Guy Lodge 

Streaming: Netflix’s new Christmas films

It’s a Wonderful Life they aren’t, but four new festive Netflix movies could be just the harmless mood-setting you need
  
  

Kurt Russell’s Santa steals the show in The Christmas Chronicles.
‘Forget the kids…’: Kurt Russell’s Santa steals the show in The Christmas Chronicles. Photograph: Michael Gibson/Netflix

Christmas classics are hard to make. In film, as in pop music, for every festive entertainment that manages to become firmly entrenched in the public imagination, dozens of others are put out with the wilted fir trees and broken baubles once the cheer subsides. They may be revived at the hands of desperate TV schedulers, but in the 15 years since Richard Curtis’s Love Actually announced itself as a love-it-or-hate-it mainstay of the season, not much has managed the same status.

Netflix, however, appears to have designs on saving the modern Christmas movie – heavily promoting at least four chirpy new Yuletide-themed originals designed to be watched with equal glee by uncynical kids and irony-inclined revellers in search of drinking-game fodder. If The Christmas Chronicles, The Princess Switch, A Christmas Prince: The Royal Wedding and The Holiday Calendar all sound like titles generated by a computer program tasked with formulating family-friendly December fare, the films themselves play much the same way. They’re all of a piece in their upbeat, brightly lit inoffensiveness, peddling sugary, non-alcoholic Christmas spirit with blandly determined zeal.

Which isn’t to say they aren’t fit for purpose. Christmas is not a time for great concentration, after all, and there’s something oddly appealing about these films’ tinkly, undemanding sweetness. Like the cinematic equivalent of a Michael Bublé holiday album, they may even work best as background mood-setting for festive partying or preparations. In flooding their service with so many at once, Netflix has rather cannily realised how perfectly their streaming model aligns with the essential disposability of this genre: you wouldn’t pay to watch them in a cinema, but some films aren’t for life, just for Christmas.

Watch the trailer for Netflix’s The Christmas Chronicles.

It’s worked, too: rather as Netflix succeeded early this year with a slew of small-scale, youth-targeted romantic comedies, the immediate pop-cultural cachet and social media presence of these films has been surprisingly high. Taken individually, The Christmas Chronicles is the most palatable of the lot, thanks almost entirely to a wily, charismatic turn by Kurt Russell as Saint Nick himself, mired in some nonsense about two cutesy siblings tasked with saving the holiday after crashing Santa’s sleigh. Forget the kids; Russell’s Santa performing a festive jailhouse-rock musical number is entirely where it’s at.

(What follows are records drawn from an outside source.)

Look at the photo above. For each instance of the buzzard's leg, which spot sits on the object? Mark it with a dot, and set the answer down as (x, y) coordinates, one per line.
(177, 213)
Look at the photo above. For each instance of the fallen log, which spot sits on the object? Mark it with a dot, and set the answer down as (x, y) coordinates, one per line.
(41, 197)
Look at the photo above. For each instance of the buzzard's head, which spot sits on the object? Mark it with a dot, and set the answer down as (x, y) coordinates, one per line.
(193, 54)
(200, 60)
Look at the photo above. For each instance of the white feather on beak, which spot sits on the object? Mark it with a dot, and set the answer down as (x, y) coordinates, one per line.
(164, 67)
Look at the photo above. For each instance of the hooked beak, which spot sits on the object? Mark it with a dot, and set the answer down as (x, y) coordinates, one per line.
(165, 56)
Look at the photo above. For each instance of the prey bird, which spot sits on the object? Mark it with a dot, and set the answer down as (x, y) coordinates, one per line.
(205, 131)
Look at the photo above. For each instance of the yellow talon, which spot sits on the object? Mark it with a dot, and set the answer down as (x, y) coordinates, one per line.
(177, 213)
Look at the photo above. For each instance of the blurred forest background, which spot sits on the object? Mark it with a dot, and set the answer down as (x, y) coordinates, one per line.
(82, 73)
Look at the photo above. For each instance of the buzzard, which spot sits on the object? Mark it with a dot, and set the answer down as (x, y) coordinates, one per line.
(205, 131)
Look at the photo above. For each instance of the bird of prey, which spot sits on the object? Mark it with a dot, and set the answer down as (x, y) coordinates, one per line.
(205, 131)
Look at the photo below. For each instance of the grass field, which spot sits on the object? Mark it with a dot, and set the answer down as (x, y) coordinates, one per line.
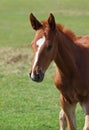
(25, 105)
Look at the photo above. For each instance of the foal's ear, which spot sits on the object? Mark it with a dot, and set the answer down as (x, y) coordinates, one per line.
(51, 21)
(34, 22)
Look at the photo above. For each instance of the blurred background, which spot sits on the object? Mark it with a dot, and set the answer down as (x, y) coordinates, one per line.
(25, 105)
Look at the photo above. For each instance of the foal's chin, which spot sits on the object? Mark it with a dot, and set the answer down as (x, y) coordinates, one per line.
(37, 77)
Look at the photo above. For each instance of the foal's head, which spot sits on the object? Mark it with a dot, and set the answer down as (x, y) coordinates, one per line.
(43, 45)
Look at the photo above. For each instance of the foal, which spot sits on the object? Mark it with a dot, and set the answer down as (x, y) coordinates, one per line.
(71, 55)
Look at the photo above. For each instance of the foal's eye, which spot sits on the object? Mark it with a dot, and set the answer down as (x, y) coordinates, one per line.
(49, 47)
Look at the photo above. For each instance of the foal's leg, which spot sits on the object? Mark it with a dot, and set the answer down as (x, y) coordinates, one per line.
(69, 110)
(85, 106)
(62, 120)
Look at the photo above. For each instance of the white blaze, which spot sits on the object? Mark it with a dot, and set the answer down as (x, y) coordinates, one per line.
(39, 43)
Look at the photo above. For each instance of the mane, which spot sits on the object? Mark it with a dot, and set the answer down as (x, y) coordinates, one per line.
(63, 29)
(66, 31)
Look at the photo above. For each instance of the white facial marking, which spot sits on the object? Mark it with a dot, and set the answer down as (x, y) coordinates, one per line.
(39, 43)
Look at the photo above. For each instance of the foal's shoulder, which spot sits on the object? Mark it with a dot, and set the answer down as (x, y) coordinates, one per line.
(82, 40)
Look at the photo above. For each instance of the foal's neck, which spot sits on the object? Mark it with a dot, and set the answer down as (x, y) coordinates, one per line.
(65, 57)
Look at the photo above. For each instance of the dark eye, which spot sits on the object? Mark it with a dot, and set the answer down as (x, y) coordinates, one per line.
(49, 47)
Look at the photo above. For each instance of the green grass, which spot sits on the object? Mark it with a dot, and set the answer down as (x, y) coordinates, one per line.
(25, 105)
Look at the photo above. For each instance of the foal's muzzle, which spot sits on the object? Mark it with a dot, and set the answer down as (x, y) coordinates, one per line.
(36, 76)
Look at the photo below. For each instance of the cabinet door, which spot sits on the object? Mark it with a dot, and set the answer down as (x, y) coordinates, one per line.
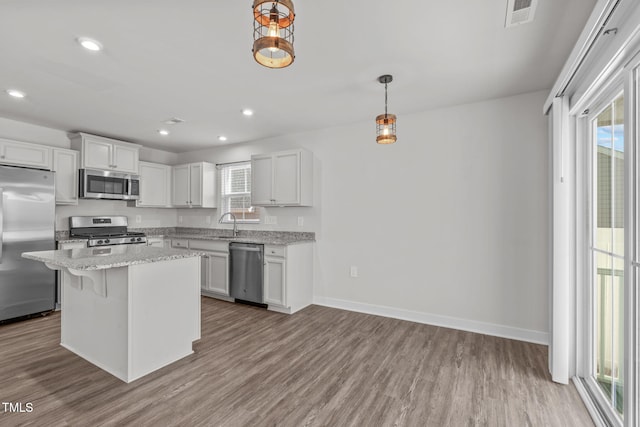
(286, 178)
(195, 184)
(274, 281)
(65, 165)
(154, 182)
(97, 154)
(125, 159)
(63, 275)
(261, 180)
(25, 154)
(204, 272)
(218, 273)
(180, 188)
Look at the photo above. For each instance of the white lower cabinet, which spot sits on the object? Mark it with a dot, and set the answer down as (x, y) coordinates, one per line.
(215, 267)
(216, 273)
(275, 290)
(63, 275)
(288, 277)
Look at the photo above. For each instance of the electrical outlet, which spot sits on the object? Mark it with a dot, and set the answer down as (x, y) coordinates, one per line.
(354, 271)
(271, 219)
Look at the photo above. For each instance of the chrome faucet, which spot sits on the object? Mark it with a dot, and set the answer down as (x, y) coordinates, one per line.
(235, 224)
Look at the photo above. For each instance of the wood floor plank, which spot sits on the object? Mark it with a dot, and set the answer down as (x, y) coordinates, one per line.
(318, 367)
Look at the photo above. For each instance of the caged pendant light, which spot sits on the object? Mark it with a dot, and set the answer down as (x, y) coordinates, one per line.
(386, 123)
(273, 32)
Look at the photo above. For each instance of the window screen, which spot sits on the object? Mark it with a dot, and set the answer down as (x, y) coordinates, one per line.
(235, 192)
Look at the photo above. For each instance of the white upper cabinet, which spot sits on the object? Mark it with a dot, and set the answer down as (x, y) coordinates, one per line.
(65, 165)
(98, 152)
(155, 185)
(194, 185)
(25, 154)
(284, 178)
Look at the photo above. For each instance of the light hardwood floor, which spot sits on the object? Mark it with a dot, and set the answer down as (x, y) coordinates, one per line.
(319, 367)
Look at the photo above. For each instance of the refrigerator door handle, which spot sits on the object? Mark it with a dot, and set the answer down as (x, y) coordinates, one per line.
(1, 222)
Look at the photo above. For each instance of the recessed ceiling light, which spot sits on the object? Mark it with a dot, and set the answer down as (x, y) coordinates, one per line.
(90, 44)
(16, 93)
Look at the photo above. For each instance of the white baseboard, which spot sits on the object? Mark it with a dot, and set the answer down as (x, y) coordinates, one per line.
(519, 334)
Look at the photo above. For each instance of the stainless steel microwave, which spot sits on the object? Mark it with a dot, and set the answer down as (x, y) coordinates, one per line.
(99, 184)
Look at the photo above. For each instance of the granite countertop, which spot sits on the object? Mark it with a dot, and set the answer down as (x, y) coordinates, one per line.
(265, 240)
(108, 256)
(244, 236)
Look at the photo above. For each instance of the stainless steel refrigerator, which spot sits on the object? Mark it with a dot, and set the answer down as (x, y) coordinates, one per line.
(27, 223)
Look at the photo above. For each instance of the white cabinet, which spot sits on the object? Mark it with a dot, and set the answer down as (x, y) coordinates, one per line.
(194, 185)
(215, 273)
(63, 275)
(65, 165)
(284, 178)
(155, 185)
(215, 267)
(98, 152)
(288, 277)
(275, 290)
(25, 154)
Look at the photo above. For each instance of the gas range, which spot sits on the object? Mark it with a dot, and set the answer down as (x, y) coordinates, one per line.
(104, 231)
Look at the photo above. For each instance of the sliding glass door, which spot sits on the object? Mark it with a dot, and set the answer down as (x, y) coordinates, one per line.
(607, 308)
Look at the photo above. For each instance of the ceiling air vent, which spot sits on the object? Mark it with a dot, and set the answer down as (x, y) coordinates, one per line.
(520, 12)
(173, 121)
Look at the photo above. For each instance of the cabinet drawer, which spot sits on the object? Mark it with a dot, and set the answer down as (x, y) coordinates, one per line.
(209, 245)
(72, 245)
(180, 243)
(275, 251)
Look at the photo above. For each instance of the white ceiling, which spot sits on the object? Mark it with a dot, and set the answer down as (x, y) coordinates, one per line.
(192, 59)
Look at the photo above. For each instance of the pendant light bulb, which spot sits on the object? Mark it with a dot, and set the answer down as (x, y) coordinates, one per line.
(273, 32)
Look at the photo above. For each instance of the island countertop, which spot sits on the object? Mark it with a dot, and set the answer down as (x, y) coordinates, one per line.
(108, 256)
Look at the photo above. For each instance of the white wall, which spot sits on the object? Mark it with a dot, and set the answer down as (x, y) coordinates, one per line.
(447, 226)
(26, 132)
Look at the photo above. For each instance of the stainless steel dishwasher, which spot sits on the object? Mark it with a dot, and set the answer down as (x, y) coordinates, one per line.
(246, 272)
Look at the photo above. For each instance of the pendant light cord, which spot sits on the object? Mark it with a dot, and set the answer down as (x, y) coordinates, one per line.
(385, 100)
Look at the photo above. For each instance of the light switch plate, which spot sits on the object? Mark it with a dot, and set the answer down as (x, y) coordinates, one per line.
(354, 271)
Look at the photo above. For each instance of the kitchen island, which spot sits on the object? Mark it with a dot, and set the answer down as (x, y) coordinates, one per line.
(129, 309)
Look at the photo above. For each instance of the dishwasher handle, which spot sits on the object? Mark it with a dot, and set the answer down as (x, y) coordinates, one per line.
(244, 248)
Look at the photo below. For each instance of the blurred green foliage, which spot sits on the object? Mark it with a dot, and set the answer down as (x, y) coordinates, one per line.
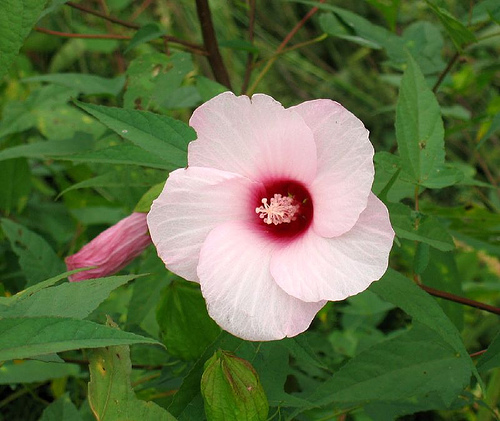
(89, 125)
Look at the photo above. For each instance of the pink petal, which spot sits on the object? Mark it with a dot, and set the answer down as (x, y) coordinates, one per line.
(255, 137)
(240, 293)
(112, 249)
(314, 268)
(345, 166)
(192, 203)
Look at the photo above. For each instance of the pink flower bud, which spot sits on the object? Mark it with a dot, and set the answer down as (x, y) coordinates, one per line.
(111, 250)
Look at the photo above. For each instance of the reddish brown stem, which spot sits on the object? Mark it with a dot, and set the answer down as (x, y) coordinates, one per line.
(211, 46)
(283, 44)
(460, 300)
(249, 65)
(477, 354)
(195, 48)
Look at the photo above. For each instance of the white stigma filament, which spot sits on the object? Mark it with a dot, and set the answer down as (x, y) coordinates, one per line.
(280, 210)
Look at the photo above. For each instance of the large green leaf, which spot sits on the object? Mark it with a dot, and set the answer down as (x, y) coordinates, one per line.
(419, 127)
(86, 84)
(49, 148)
(161, 135)
(111, 396)
(123, 153)
(491, 359)
(428, 359)
(61, 410)
(428, 230)
(15, 184)
(185, 326)
(17, 17)
(419, 361)
(24, 337)
(37, 259)
(71, 299)
(35, 371)
(232, 390)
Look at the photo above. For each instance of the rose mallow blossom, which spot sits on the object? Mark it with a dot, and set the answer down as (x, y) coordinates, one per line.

Give or take some plot mechanics, meanwhile, The Princess Switch and A Christmas Prince: The Royal Wedding (a sequel to last year’s A Christmas Prince, though you’re unlikely to notice if you cue up the wrong one) are all but indistinguishable in their tweeny, pumpkin-spice foaminess – but in a pleasantly anodyne way. Cookie-cutter romcom The Holiday Calendar practically evaporates as you watch it, but at least its diverse, likable ensemble stands out in a genre that tends to give another meaning to White Christmas.

Watch the trailer for Dumplin’.

Will people return to any of these in a year’s – much less 10 years’ – time? Possibly not, though Netflix will surely have a new batch lined up. None has the sincere, sticks-in-your-head charm of another family-targeted Netflix original released last week, one with no Christmassy theme but plenty of good cheer. Irresistibly fuelled by a nonstop Dolly Parton soundtrack, with winning performances from Danielle Macdonald and Jennifer Aniston, Anne Fletcher’s Texas coming-of-age comedy Dumplin’ follows a plus-size teen’s foray into the realm of junior beauty pageants with surprisingly uncloying lessons in body positivity and broad-mindedness, neither shaming nor patronising any of its characters. It may largely unfold under sunny southern skies, but its blending of Dolly, drag queens and can-do spirit felt festive enough to me.

New to streaming & DVD this week

Girl With Green Eyes (BFI, PG)
A rarely discussed gem of mid-1960s British realism (below), finally given loving Blu-ray treatment. A delicate, wistful tale of an Irish convent girl’s romantic education, adapted by Edna O’Brien from her own novel.

Postcards from London (Peccadillo, 15)
Steve McLean channels Jarman and Fassbinder for this hyper-stylised study of a young rent boy making sensual and intellectual discoveries in old-school Soho, but it’s all rather academically mannered.

Return of the Hero (StudioCanal, 12)
Jean Dujardin smarms and charms his way through this minor French petit four, his old-school star quality giving a lift to its pretty, frilly period farce.

When a Stranger Calls (Second Sight, 12)
Oddly missing its Halloween cue, this is a sleek, tricked-out reissue of the still-effective late-1970s chiller that inspired Wes Anderson’s Scream, with its more negligible TV sequel among the extras.